The intelligent action of the secondary self may be illustrated by the execution of certain post-hypnotic acts. Thus, one of my patients who, at a later period, consented to become the subject of experiment, developed an enormously increased power of time appreciation. If told, during hypnosis, for example, that she was to perform some specific act in the waking state at the expiration of a complicated number of minutes, as, for example, 40,825, she generally carried out the suggestion with absolute accuracy.

In this and similar experiments, three points were noted.

(1) The arithmetical problems were far beyond her normal powers;
(2) she normally possessed no special faculty for appreciating time;
(3) her waking consciousness retained no recollection of the experimental suggestions or of anything else that had occurred during hypnosis.

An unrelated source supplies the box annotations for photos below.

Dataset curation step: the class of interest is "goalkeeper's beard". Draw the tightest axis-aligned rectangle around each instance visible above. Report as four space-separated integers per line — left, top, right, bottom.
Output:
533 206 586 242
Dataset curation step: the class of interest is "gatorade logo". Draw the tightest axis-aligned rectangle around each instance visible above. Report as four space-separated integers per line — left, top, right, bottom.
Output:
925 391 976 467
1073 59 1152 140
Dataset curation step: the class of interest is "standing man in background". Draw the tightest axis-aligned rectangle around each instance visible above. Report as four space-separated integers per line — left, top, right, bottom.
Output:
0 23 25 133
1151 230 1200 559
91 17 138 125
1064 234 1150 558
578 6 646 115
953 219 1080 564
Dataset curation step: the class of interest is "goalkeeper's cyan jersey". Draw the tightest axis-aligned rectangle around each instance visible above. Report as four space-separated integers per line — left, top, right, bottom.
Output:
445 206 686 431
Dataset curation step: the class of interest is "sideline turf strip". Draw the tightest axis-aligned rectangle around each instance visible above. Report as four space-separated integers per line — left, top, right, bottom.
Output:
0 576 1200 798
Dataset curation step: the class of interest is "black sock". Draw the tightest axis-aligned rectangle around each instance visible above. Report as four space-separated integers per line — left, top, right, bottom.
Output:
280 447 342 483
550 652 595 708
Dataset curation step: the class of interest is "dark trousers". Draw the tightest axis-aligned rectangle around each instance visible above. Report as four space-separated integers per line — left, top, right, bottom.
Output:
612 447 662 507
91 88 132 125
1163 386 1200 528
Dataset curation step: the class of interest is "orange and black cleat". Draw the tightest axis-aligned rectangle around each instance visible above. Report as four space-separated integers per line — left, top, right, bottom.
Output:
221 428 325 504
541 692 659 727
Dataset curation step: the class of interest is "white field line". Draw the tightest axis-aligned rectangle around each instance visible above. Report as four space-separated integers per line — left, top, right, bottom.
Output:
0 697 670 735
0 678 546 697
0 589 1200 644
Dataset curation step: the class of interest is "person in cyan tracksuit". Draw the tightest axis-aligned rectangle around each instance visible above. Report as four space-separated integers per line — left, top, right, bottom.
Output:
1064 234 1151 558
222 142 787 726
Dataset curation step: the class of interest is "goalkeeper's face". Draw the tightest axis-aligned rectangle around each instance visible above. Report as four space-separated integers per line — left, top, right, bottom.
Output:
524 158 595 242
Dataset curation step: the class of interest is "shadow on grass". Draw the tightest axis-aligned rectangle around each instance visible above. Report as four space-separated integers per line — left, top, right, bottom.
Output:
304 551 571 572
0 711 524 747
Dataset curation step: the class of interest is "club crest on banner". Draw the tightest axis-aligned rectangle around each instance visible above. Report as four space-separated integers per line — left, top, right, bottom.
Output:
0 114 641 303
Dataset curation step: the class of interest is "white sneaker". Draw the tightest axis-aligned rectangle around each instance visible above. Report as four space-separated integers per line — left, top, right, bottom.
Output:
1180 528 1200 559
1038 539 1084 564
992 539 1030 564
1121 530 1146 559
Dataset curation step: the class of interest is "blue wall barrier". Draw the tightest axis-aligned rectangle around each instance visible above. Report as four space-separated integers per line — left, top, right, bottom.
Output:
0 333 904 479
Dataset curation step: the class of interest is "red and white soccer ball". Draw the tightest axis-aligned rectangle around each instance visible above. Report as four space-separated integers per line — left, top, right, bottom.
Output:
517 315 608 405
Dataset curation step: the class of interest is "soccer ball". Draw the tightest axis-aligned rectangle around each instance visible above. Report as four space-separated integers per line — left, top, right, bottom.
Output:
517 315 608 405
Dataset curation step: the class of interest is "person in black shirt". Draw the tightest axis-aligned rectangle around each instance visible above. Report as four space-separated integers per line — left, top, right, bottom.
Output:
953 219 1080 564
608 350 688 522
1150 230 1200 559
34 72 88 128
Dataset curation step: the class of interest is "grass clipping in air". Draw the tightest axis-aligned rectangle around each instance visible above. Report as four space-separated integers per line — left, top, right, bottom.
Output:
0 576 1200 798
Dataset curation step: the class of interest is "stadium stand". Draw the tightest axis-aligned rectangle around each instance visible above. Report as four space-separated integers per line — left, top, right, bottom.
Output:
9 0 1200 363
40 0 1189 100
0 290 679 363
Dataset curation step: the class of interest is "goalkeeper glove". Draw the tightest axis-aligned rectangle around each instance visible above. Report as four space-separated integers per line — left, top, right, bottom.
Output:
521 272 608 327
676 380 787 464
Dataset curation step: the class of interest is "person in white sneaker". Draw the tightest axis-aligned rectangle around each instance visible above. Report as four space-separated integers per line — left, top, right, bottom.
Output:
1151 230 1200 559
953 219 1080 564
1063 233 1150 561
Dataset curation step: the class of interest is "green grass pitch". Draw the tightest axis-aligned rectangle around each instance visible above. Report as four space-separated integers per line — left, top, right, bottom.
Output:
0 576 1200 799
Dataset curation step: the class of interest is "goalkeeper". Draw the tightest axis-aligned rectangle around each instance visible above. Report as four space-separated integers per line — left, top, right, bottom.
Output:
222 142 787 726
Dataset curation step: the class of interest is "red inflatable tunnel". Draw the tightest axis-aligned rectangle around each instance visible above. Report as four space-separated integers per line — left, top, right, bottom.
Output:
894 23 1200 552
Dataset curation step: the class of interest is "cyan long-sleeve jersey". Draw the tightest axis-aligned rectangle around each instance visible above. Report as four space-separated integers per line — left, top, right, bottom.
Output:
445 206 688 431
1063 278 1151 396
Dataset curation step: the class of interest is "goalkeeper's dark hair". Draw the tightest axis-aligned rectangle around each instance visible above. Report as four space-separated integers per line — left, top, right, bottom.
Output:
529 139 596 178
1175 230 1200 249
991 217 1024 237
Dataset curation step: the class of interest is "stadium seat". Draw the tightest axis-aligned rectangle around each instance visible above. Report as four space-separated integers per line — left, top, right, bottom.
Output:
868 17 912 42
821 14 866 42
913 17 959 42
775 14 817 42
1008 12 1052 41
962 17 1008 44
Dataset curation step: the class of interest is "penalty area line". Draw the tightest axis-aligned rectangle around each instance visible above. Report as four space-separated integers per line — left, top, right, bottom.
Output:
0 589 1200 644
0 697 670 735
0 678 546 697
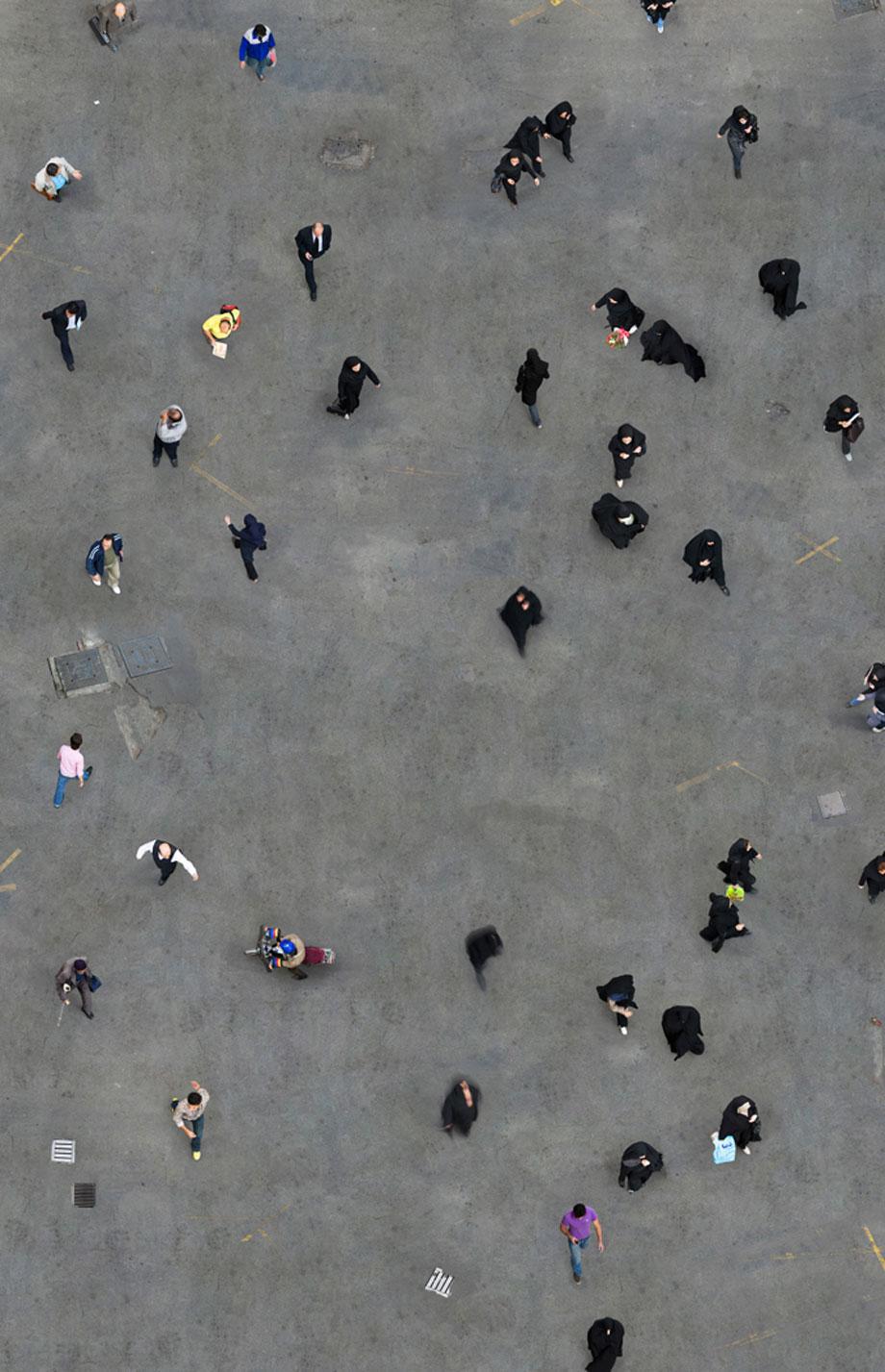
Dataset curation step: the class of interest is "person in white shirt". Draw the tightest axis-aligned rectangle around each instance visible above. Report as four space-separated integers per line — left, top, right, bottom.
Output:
136 838 200 886
33 158 83 200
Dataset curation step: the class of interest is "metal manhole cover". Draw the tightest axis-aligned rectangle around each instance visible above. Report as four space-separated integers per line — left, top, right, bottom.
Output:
116 634 171 677
54 648 107 694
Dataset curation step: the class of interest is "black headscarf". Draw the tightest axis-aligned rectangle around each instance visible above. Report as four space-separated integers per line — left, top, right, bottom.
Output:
640 319 707 382
662 1006 704 1061
682 528 726 586
759 258 805 319
590 492 649 547
595 286 645 331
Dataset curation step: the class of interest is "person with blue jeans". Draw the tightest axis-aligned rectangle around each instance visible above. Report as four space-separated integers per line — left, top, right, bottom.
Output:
560 1205 605 1285
52 734 92 810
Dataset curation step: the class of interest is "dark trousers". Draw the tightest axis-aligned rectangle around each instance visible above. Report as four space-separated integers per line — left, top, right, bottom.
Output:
154 434 181 462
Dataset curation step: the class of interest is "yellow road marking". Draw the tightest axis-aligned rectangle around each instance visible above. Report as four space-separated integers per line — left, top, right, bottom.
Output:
863 1224 885 1272
0 234 25 262
795 534 841 566
0 848 22 871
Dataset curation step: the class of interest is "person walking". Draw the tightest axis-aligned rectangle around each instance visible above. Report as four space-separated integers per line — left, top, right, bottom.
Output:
52 734 92 810
32 157 83 205
464 925 503 990
586 1314 624 1372
442 1077 480 1138
87 534 123 595
682 528 731 595
590 492 649 547
326 357 382 420
717 838 762 896
544 100 577 162
560 1203 605 1285
662 1006 705 1061
41 301 87 372
823 395 865 462
857 854 885 906
94 0 139 52
717 104 759 181
492 152 541 210
709 1096 762 1158
168 1081 209 1162
223 514 267 582
608 424 645 489
595 973 638 1035
240 23 277 81
55 958 102 1019
618 1141 664 1195
513 347 550 428
498 586 544 658
136 838 200 886
295 219 332 301
154 405 188 466
699 886 750 952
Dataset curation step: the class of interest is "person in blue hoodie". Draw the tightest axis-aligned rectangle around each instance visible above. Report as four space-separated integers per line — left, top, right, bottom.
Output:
240 23 277 81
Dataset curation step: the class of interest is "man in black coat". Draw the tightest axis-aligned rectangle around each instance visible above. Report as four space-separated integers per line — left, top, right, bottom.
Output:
42 301 87 372
295 219 332 301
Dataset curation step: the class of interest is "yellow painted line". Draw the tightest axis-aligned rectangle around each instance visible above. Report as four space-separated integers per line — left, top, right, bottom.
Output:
795 534 841 566
0 234 25 262
863 1224 885 1272
0 848 22 871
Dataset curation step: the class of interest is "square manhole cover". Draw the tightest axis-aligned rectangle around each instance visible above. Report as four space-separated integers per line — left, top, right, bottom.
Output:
116 634 171 677
54 648 107 694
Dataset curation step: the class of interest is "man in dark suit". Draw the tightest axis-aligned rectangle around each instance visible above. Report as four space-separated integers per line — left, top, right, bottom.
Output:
42 301 87 372
295 221 332 301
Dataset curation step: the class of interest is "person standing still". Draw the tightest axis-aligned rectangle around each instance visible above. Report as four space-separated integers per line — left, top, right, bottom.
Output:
560 1205 605 1285
240 23 277 81
87 534 123 595
154 405 188 466
168 1081 209 1162
52 734 92 810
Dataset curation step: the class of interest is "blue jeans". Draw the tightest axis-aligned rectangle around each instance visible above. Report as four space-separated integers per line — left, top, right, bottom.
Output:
569 1237 590 1278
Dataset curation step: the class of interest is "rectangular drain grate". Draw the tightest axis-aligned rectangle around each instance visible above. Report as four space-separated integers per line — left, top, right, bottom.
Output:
116 634 171 677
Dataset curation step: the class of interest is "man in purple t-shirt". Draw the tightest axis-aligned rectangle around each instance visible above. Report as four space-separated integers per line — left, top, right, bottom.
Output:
560 1205 605 1283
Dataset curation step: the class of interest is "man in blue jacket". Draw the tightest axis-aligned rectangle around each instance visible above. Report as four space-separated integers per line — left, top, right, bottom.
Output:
240 23 277 81
87 534 123 595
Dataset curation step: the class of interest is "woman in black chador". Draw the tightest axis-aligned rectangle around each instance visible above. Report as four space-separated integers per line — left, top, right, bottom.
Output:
513 347 550 428
590 286 645 334
662 1006 705 1061
544 100 576 162
442 1077 480 1137
640 319 707 382
699 890 750 952
590 491 649 547
717 838 762 894
618 1141 664 1192
498 586 544 658
759 258 805 319
503 113 544 176
595 973 637 1035
608 424 645 489
587 1314 624 1372
711 1096 762 1157
682 528 731 595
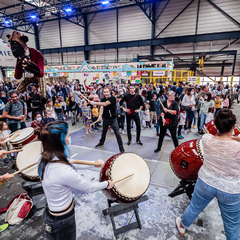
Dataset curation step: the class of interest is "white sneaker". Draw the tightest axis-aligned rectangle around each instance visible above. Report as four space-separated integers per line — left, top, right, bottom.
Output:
175 217 185 237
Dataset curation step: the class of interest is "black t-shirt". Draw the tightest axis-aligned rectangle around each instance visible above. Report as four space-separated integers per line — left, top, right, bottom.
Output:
101 96 117 119
160 100 178 128
120 93 144 114
29 92 43 109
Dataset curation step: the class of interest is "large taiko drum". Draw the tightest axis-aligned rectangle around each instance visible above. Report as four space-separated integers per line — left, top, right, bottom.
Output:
10 127 37 149
16 141 42 182
169 139 204 181
100 153 150 203
203 119 240 137
203 119 217 136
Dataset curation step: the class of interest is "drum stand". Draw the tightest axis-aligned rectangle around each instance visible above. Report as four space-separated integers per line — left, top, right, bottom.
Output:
22 181 46 211
168 180 196 200
103 195 148 239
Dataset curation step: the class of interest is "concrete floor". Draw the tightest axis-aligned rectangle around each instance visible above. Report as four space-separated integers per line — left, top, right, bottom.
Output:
0 106 240 240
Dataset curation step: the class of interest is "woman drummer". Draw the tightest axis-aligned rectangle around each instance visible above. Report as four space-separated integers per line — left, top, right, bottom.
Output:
34 121 113 240
176 109 240 240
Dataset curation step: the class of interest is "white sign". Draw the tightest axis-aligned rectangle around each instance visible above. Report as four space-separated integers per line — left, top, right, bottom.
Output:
0 38 17 67
153 71 165 77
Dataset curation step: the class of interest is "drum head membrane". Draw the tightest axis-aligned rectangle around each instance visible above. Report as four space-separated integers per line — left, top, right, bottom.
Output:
111 153 150 198
16 141 42 177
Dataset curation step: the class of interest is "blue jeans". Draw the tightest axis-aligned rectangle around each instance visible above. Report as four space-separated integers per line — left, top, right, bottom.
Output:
199 113 207 130
182 178 240 240
184 109 194 130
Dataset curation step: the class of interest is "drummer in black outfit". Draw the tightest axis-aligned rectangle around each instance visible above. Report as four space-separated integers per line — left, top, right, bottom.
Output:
154 91 178 153
89 88 125 152
120 84 144 146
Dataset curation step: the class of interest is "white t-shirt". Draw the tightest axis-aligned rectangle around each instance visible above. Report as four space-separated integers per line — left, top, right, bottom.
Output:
42 159 108 212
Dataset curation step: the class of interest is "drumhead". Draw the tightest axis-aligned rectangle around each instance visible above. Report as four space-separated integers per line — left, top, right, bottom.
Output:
197 139 204 161
16 141 42 177
109 153 150 198
10 127 34 143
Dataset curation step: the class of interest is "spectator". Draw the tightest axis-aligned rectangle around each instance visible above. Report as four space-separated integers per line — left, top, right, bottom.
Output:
2 90 27 133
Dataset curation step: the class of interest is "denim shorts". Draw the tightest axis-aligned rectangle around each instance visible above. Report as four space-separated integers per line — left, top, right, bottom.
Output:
43 207 76 240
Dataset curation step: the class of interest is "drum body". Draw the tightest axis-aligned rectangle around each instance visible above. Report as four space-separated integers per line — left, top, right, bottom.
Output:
10 127 37 149
169 139 203 181
100 153 150 203
203 119 217 136
16 141 42 182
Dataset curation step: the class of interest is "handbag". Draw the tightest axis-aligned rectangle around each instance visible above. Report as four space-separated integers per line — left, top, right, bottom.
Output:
5 193 33 225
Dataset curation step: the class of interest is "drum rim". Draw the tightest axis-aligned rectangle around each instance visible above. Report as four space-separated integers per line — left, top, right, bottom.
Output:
9 127 34 144
11 134 38 148
15 141 40 181
168 138 204 181
108 152 151 201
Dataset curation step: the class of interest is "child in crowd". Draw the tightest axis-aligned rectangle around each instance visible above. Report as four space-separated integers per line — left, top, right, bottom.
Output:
178 106 187 139
92 104 99 131
205 107 214 124
45 99 57 119
31 112 44 128
223 94 229 108
0 121 16 163
44 111 56 126
143 104 150 128
54 98 63 121
214 93 222 115
81 101 92 135
60 97 67 119
116 95 126 133
69 97 77 126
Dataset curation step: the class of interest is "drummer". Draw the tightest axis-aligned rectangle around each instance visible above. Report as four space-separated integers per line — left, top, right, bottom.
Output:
34 121 113 240
0 150 14 182
176 109 240 240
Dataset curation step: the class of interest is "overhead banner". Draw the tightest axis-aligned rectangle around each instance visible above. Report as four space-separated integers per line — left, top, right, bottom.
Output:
153 71 165 77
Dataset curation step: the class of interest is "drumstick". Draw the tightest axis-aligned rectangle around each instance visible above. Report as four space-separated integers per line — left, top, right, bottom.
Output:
79 92 89 101
5 149 23 154
0 162 38 186
90 120 98 127
4 133 20 144
69 159 100 167
13 162 38 175
3 129 20 140
113 173 134 184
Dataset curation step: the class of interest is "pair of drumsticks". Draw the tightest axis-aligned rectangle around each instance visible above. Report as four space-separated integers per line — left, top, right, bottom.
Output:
0 158 134 186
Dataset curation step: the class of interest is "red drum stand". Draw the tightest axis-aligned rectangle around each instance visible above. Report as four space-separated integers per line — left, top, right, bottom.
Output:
103 195 148 239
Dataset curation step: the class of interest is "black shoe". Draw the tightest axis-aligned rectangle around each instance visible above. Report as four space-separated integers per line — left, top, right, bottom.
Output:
154 148 161 153
95 143 103 147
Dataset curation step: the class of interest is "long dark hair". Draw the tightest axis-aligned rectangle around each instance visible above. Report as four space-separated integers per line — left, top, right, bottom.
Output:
34 121 71 180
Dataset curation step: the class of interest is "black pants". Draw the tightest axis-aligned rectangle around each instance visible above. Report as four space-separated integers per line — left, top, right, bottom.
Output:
126 113 141 141
8 122 27 133
178 125 183 136
99 118 124 152
158 126 178 149
43 208 76 240
117 115 125 130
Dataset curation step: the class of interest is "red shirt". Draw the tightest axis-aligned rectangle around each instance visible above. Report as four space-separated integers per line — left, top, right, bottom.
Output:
14 48 44 79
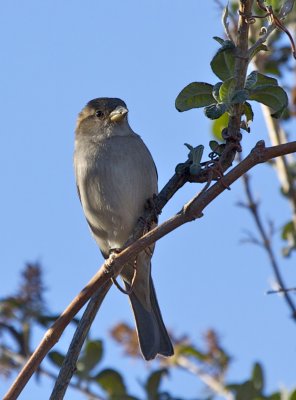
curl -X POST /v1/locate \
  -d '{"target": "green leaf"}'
[249,86,288,118]
[265,392,282,400]
[245,71,278,90]
[204,103,228,119]
[213,36,225,44]
[231,89,249,104]
[244,101,254,125]
[211,40,235,81]
[177,344,207,361]
[212,113,229,140]
[48,351,65,367]
[219,78,249,104]
[250,44,268,60]
[77,340,103,376]
[219,78,236,103]
[282,221,296,240]
[93,368,127,397]
[145,368,168,399]
[212,82,223,103]
[278,0,295,19]
[252,363,264,392]
[246,71,288,118]
[175,82,215,112]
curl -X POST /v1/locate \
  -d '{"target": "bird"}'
[74,97,174,360]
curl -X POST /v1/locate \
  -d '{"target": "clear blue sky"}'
[0,0,296,400]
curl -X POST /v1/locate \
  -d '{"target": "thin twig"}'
[242,166,296,321]
[177,356,234,400]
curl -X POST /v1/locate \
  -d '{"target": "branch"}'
[0,346,105,400]
[50,281,112,400]
[3,141,296,400]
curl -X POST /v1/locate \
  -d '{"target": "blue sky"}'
[0,0,296,400]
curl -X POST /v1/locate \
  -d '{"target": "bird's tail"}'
[127,277,174,360]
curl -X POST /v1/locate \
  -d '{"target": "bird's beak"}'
[109,106,128,122]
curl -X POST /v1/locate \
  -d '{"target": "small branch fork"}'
[3,141,296,400]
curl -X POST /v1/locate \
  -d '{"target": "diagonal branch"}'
[3,141,296,400]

It is difficult to estimate the exact value of suggestion in connection with other forms of treatment. There are one or two broad facts which ought to be kept in mind.

1. Suggestion is a branch of medicine, which is sometimes combined by those who practise it with other forms of treatment. Thus it is often difficult to say what proportion of the curative results is due to hypnotism and what to other remedies.

2. On the other hand, many cases of functional nervous disorder have recovered under suggestive treatment after the continued failure of other methods. Further, the diseases which are frequently cured are often those in which drugs are of little or no avail. For example, what medicine would one prescribe for a man in good physical health who had suddenly become the prey of an obsession? Such patients are rarely insane; they recognise that the idea which torments them is morbid; but yet they are powerless to get rid of it.

3. In estimating the results of suggestive treatment, it must not be forgotten that the majority of cases are extremely unfavourable ones. As the value of suggestion and its freedom from danger become more fully recognised, it will doubtless be employed in earlier stages of disease.

4. It should be clearly understood that the object of all suggestive treatment ought to be the development of the patient's will power and control of his own organism. Much disease would be prevented if we could develop and control moral states.